Fresh from its premier in the Directors’ Fortnight sidebar at this year’s rain-soaked Cannes, Sueño y silencio was originally going to be a very different film. Or rather, a very traditional one. Catalan filmmaker Jaime Rosales planned to shoot in colour, with professional actors and a conventional script. But as he prepared the film, all that fell away, leaving us with grungy, grainy black and white, non-actors, no script and a series of fragmentary scenes that sketch out, with aching and rare authenticity, a family in terrible crisis.
Oriol, an architect, and his wife Yolanda, a Spanish teacher, live in Paris with their two daughters. Their lives are comfortable and unremarkable. In early scenes we get quotidian details – Yolanda shops with the girls, Oriol grapples with his British boss. Then the family decamp to Spain, to visit Yolanda’s parents in the wide wetlands of the Ebro River Delta. On a car trip during the holiday there is an accident. Celia, the eldest daughter, is killed.
Echoing Bergman’s Scenes from a Marriage, we’re flies on the wall, looking on and listening in as the remaining family members try to cope. There are no scenes per se, merely excerpts from their lives. And, like all lives, those excerpts are about everything from conversations about lentils to children’s birthday parties. But Celia’s absence weighs heavily, albeit subtly, throughout.
The film’s style is as unconventional as its structure. Scenes are composed of lengthy single shots, often framing just one character, and close-ups are rare. Sound comes and goes.
Oriol reacts to the tragedy by forgetting. He falls into amnesia, as if his daughter never existed, and throws himself back into his work. Yolanda unravels more visibly, searching for ways to mitigate her pain and move through it. Rosales is clearly interested in how men and women grieve differently, and the way those differences can pull two people apart.
Despite working with non-professional actors, and despite apparently restricting himself to one take per shot, the director has extracted flawless, poignant performances. In a long scene after the accident, mother and daughter sit beside each other in a hospital waiting room. Yolanda, barely moving, not yet able to cry, appears sedated and dreamlike, dumbstruck by shock and grief. It’s pitch perfect.
Puzzlingly, the film is bookended by shots of Mallorcan artist Miquel Barceló painting ghostly shapes, humans hanging by their hands and feet and lizards pinned to a cross, on a canvas. What does it all mean? Who knows. But that’s Rosales. He’s a questions man and never offers many answers. This film, like The Hours of the Day, his brilliant debut about a dull clothes shop owner-cum serial killer, is obtuse and evasive. We’re handed the characters and a key event and then left to figure out the rest.
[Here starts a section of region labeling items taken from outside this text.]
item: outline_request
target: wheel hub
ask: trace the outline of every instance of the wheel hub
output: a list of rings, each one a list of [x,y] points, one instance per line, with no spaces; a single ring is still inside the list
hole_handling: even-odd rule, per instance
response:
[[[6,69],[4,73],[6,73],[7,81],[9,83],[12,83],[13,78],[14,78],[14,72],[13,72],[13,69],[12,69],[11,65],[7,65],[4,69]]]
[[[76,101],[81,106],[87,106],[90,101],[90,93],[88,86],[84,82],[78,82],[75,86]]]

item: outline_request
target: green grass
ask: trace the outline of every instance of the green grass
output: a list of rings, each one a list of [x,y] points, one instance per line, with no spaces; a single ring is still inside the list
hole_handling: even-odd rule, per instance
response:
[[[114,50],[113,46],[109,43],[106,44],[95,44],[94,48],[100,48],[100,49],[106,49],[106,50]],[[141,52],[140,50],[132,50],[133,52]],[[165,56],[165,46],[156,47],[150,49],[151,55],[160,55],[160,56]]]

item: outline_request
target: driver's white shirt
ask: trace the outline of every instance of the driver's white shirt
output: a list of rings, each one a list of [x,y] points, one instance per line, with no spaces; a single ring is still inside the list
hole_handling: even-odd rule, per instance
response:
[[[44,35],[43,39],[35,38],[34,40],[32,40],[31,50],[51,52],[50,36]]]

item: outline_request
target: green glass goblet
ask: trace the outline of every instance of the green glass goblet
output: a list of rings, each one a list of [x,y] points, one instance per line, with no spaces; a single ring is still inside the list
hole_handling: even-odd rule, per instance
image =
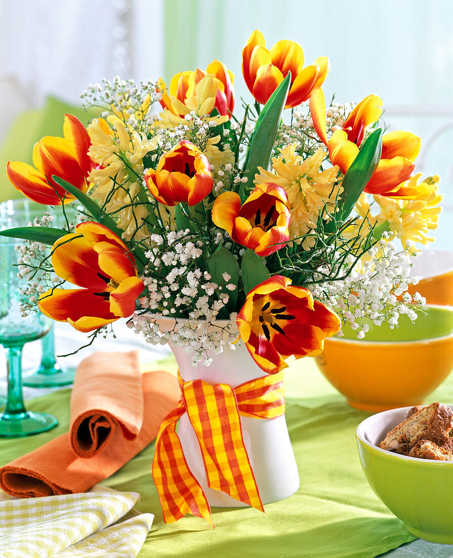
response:
[[[27,371],[22,383],[28,387],[56,387],[69,386],[74,381],[75,370],[62,366],[55,358],[55,334],[53,324],[50,331],[41,339],[42,358],[37,369]]]
[[[70,220],[75,220],[77,212],[74,208],[66,206],[65,211]],[[0,225],[5,229],[26,227],[36,217],[41,217],[46,212],[54,216],[53,226],[61,227],[65,225],[66,219],[61,208],[56,209],[31,200],[21,199],[7,200],[0,204]],[[23,384],[28,387],[56,387],[72,384],[75,370],[62,366],[56,361],[53,324],[49,333],[42,338],[41,344],[41,364],[37,368],[25,371]]]
[[[0,238],[0,344],[5,350],[8,376],[6,406],[0,415],[0,437],[19,437],[45,432],[57,425],[47,413],[27,411],[22,386],[22,350],[24,344],[45,335],[50,322],[40,312],[22,315],[21,291],[26,279],[12,264],[17,259],[15,239]]]

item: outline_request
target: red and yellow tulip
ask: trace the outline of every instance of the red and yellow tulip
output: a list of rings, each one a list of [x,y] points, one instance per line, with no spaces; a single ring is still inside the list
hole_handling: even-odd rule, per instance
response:
[[[235,242],[258,256],[272,254],[289,240],[288,196],[276,184],[260,184],[242,205],[237,194],[224,192],[214,202],[212,215],[214,224]]]
[[[340,329],[337,314],[314,301],[303,287],[276,275],[257,285],[247,295],[237,315],[241,339],[257,364],[269,374],[288,365],[285,359],[314,357],[324,340]]]
[[[211,191],[214,184],[207,157],[185,140],[164,153],[157,169],[148,169],[144,177],[157,201],[168,206],[181,201],[196,205]]]
[[[143,282],[129,248],[107,227],[80,223],[53,244],[51,259],[59,277],[82,288],[41,295],[38,306],[45,315],[86,333],[134,313]]]
[[[52,175],[87,190],[86,177],[94,166],[88,156],[91,142],[84,125],[75,116],[65,115],[64,138],[46,136],[33,148],[33,164],[10,161],[9,181],[27,198],[38,203],[61,205],[75,198],[52,179]]]
[[[328,140],[324,94],[320,88],[313,92],[310,98],[313,126],[319,138],[328,146],[330,161],[343,172],[357,157],[366,127],[381,117],[382,105],[379,97],[369,95],[354,107],[343,129],[334,132]],[[420,138],[409,132],[398,130],[384,134],[381,160],[364,191],[388,197],[401,191],[402,182],[409,179],[415,168],[414,161],[420,146]]]
[[[292,41],[279,41],[270,50],[257,29],[242,50],[242,74],[256,100],[265,104],[279,84],[291,72],[291,85],[285,108],[296,107],[308,99],[323,83],[330,70],[329,59],[322,56],[304,68],[304,51]]]
[[[235,90],[233,88],[234,74],[227,69],[225,64],[214,60],[203,71],[198,68],[195,71],[179,72],[172,78],[168,92],[162,78],[158,81],[159,90],[163,93],[160,104],[176,116],[183,117],[186,112],[181,112],[181,105],[196,96],[196,88],[207,75],[214,78],[214,89],[212,95],[215,99],[214,107],[222,116],[231,118],[235,108]],[[211,109],[212,110],[212,108]],[[198,116],[201,116],[199,114]]]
Some will find the approach trying (the old lady next to me slept loudly throughout), and, with the ending not quite resonating as it might, it’s tempting to wish the director had pulled some of his narrative strands together. But pinning things down might have knocked them out. Sueño y silencio’s power is in its unfastened, ethereal aspect. Days after, the characters and images remain, floating around in your head.
One scene in particular lingers. Late in the film, the family, now three, return to the Ebro Delta. They walk far out into the water but, despite being surrounded by acres of sea, and owing to the strange tides, are still only up to their ankles. Literally, they’re at sea. It sounds twee on paper, but the moment, channelling Bergman, Antonioni and others, is classic cinema, and it’s wonderful.
Sueño y silencio is released today in Spain. There’s no word yet on a UK or US theatrical run.